The third bucket — sovereign AI, emerging cloud platforms, and enterprise customers — is where NVIDIA sees the fastest growth. Governments racing to build domestic AI infrastructure, driven by data sovereignty and geopolitical concerns, tend to prefer NVIDIA’s integrated full-stack approach over stitching together custom ASIC solutions. That means less competitive pressure in this segment.

The quiet pivot to CPUs

NVIDIA also made a point of highlighting its CPU business — not something you heard much about a year ago. The company expects roughly $20 billion in CPU revenue this fiscal year, and notably, nearly half of that may come from standalone CPU racks.

That’s a meaningful shift. The next-generation Vera CPU is no longer just an ancillary management processor inside GPU servers. With an architecture optimized for single-threaded workloads, it’s quietly stepping into the broader general-purpose server market.

From growth stock to cash machine

With its market cap approaching $5 trillion, NVIDIA is adjusting its capital markets strategy. Moore noted that many growth funds have hit internal concentration limits on their NVIDIA holdings, so the company will increasingly court value-oriented investors.

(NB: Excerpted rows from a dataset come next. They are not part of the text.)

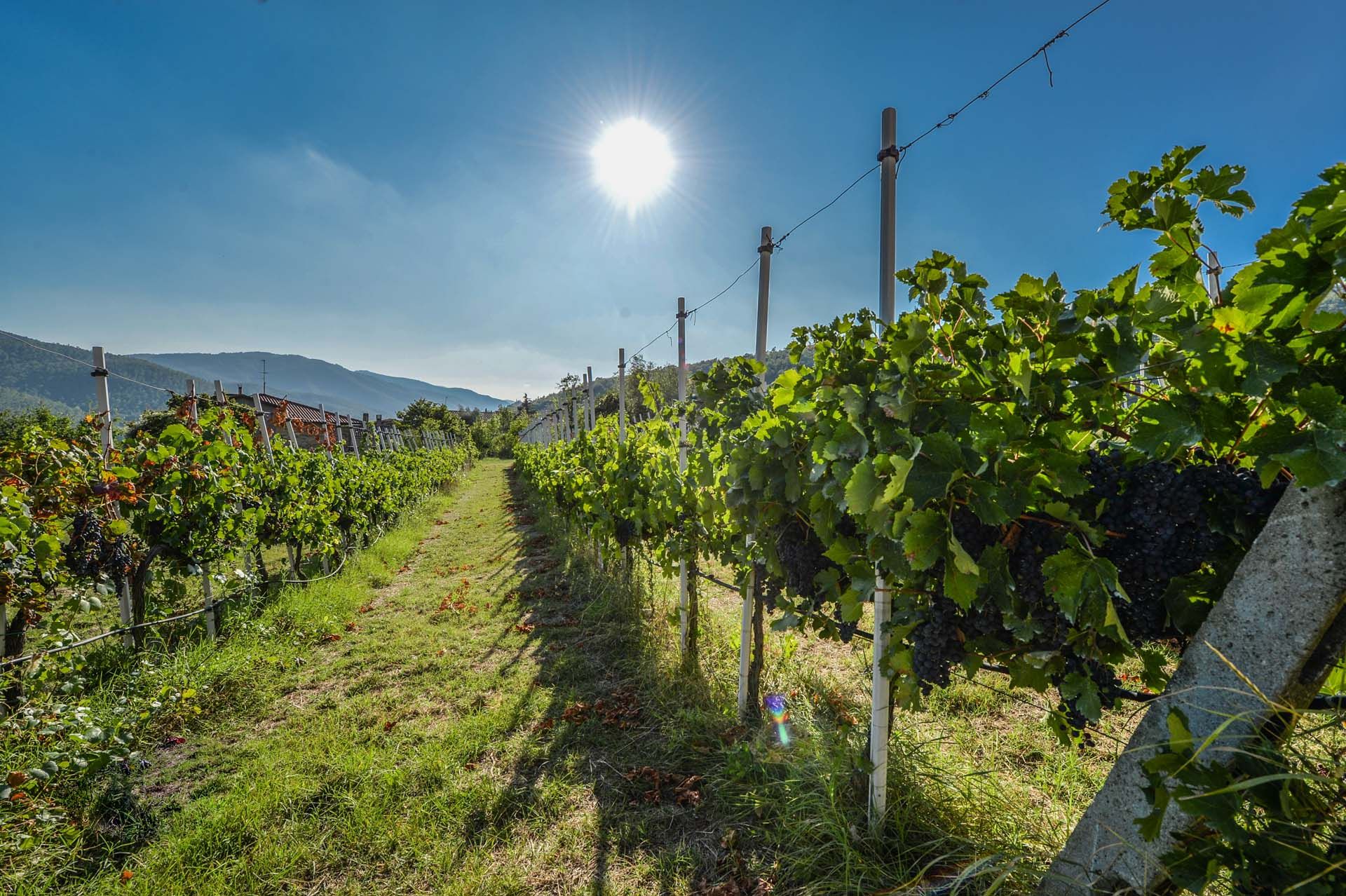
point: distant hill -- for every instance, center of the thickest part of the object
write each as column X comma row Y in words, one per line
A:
column 32, row 377
column 777, row 361
column 320, row 382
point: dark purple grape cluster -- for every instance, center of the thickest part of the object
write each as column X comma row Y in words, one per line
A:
column 1031, row 543
column 936, row 644
column 90, row 552
column 1158, row 517
column 800, row 552
column 1110, row 691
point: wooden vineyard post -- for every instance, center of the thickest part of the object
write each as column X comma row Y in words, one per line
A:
column 100, row 374
column 1264, row 650
column 683, row 615
column 881, row 685
column 752, row 635
column 209, row 606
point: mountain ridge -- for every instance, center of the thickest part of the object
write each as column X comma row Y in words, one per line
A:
column 57, row 376
column 315, row 381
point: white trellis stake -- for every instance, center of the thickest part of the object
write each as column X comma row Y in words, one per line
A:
column 621, row 396
column 681, row 462
column 100, row 373
column 589, row 380
column 759, row 353
column 881, row 685
column 205, row 568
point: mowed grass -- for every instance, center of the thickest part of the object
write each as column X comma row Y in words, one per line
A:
column 491, row 712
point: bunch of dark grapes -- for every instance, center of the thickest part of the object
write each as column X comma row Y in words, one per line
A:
column 772, row 588
column 1103, row 677
column 92, row 553
column 936, row 644
column 800, row 552
column 844, row 629
column 1158, row 517
column 1031, row 544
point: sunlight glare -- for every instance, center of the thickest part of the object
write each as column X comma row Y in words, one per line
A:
column 633, row 163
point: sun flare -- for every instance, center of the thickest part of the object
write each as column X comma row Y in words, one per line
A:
column 633, row 163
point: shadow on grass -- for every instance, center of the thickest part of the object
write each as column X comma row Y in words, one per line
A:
column 585, row 631
column 761, row 812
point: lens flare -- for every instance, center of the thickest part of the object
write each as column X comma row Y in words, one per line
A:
column 633, row 163
column 777, row 708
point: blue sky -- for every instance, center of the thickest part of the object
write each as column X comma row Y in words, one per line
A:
column 407, row 186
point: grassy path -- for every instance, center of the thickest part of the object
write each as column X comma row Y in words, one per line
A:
column 490, row 713
column 435, row 747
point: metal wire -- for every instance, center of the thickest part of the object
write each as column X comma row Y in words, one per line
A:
column 86, row 364
column 949, row 118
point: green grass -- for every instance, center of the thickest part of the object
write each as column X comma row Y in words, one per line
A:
column 435, row 747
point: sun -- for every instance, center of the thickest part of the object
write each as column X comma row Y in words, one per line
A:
column 633, row 163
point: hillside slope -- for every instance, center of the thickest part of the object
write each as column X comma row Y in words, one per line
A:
column 314, row 381
column 30, row 377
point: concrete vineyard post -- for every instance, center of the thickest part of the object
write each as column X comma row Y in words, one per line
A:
column 881, row 685
column 1213, row 273
column 209, row 606
column 681, row 463
column 1265, row 649
column 621, row 396
column 589, row 380
column 750, row 625
column 261, row 427
column 100, row 374
column 329, row 431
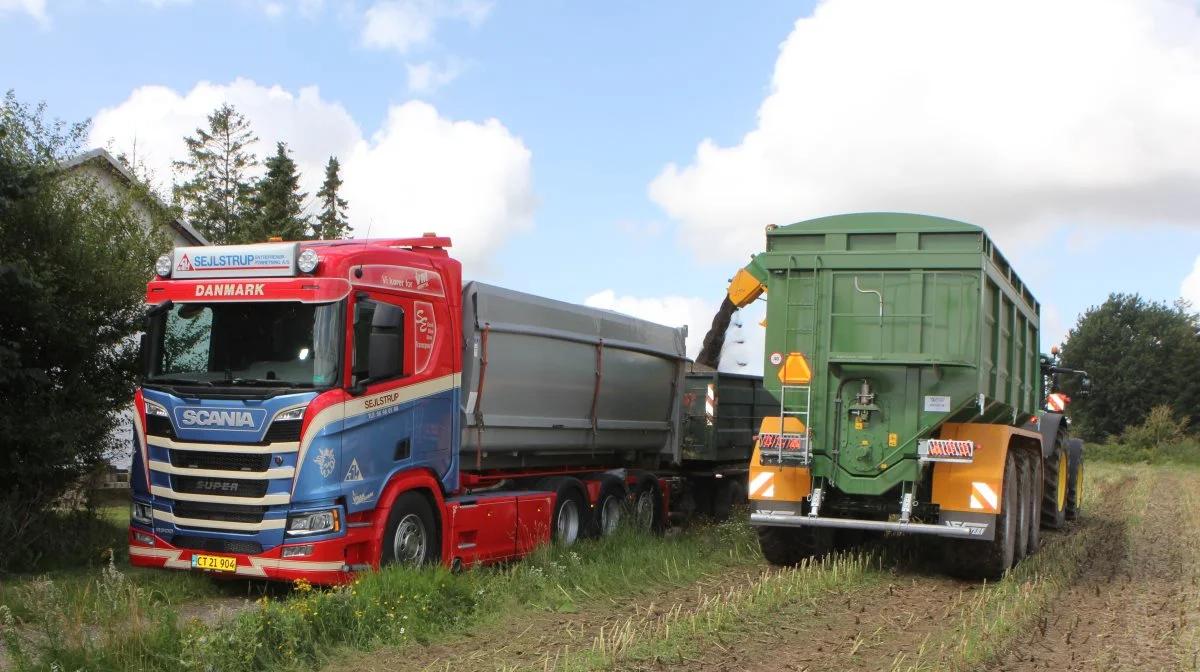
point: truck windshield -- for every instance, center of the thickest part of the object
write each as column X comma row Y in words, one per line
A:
column 285, row 343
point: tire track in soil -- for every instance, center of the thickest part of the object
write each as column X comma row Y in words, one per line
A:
column 528, row 639
column 867, row 629
column 1132, row 601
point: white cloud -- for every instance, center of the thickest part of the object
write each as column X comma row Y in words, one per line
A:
column 419, row 172
column 1006, row 113
column 427, row 77
column 405, row 24
column 35, row 9
column 1189, row 289
column 743, row 341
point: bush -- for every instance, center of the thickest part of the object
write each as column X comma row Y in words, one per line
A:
column 73, row 265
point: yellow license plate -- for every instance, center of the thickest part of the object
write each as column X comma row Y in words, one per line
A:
column 216, row 563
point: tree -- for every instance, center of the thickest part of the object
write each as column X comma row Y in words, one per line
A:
column 331, row 223
column 219, row 191
column 1140, row 354
column 279, row 203
column 73, row 265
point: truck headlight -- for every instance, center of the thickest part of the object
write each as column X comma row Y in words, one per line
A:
column 142, row 513
column 315, row 522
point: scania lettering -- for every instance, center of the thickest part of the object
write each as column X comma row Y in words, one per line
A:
column 360, row 406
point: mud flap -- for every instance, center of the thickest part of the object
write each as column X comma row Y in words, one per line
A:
column 982, row 526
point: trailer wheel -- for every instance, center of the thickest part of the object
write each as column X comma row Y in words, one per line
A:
column 991, row 559
column 647, row 505
column 1036, row 479
column 610, row 503
column 1074, row 478
column 1054, row 489
column 1026, row 503
column 411, row 537
column 730, row 492
column 785, row 546
column 568, row 522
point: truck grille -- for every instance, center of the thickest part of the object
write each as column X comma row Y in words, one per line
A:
column 226, row 513
column 283, row 431
column 220, row 461
column 227, row 487
column 217, row 545
column 160, row 426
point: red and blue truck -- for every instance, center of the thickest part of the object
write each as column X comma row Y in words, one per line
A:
column 318, row 408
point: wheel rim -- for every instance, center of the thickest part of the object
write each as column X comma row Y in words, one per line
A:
column 645, row 509
column 408, row 544
column 568, row 521
column 1062, row 479
column 610, row 515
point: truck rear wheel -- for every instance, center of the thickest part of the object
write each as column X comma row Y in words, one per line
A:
column 991, row 559
column 610, row 503
column 785, row 546
column 1074, row 478
column 646, row 507
column 411, row 537
column 1054, row 487
column 568, row 521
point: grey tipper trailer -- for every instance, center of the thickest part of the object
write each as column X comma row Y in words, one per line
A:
column 556, row 387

The pitch is straightforward: NVIDIA generates enormous free cash flow. Morgan Stanley expects the company to allocate more than half of it to share buybacks and shareholder returns going forward. That gives NVIDIA a dual identity — a hypergrowth AI play that’s starting to behave like a stable, cash-generating value stock.

Morgan Stanley’s model projects 82 percent revenue growth in fiscal 2026, followed by 52.4 percent growth in fiscal 2027.

The risks haven’t disappeared. If AI compute supply outpaces demand, data center growth could decelerate. Falling AI development costs, a disruptive competitor, or faster-than-expected customer migration to custom silicon could all dent the thesis.

But coming out of this roadshow, the takeaway from Morgan Stanley was clear: NVIDIA’s biggest bottleneck right now isn’t whether AI demand holds up. It’s whether the company can physically build, power, and deliver enough hardware — fast enough — to turn its massive order backlog into recognized revenue.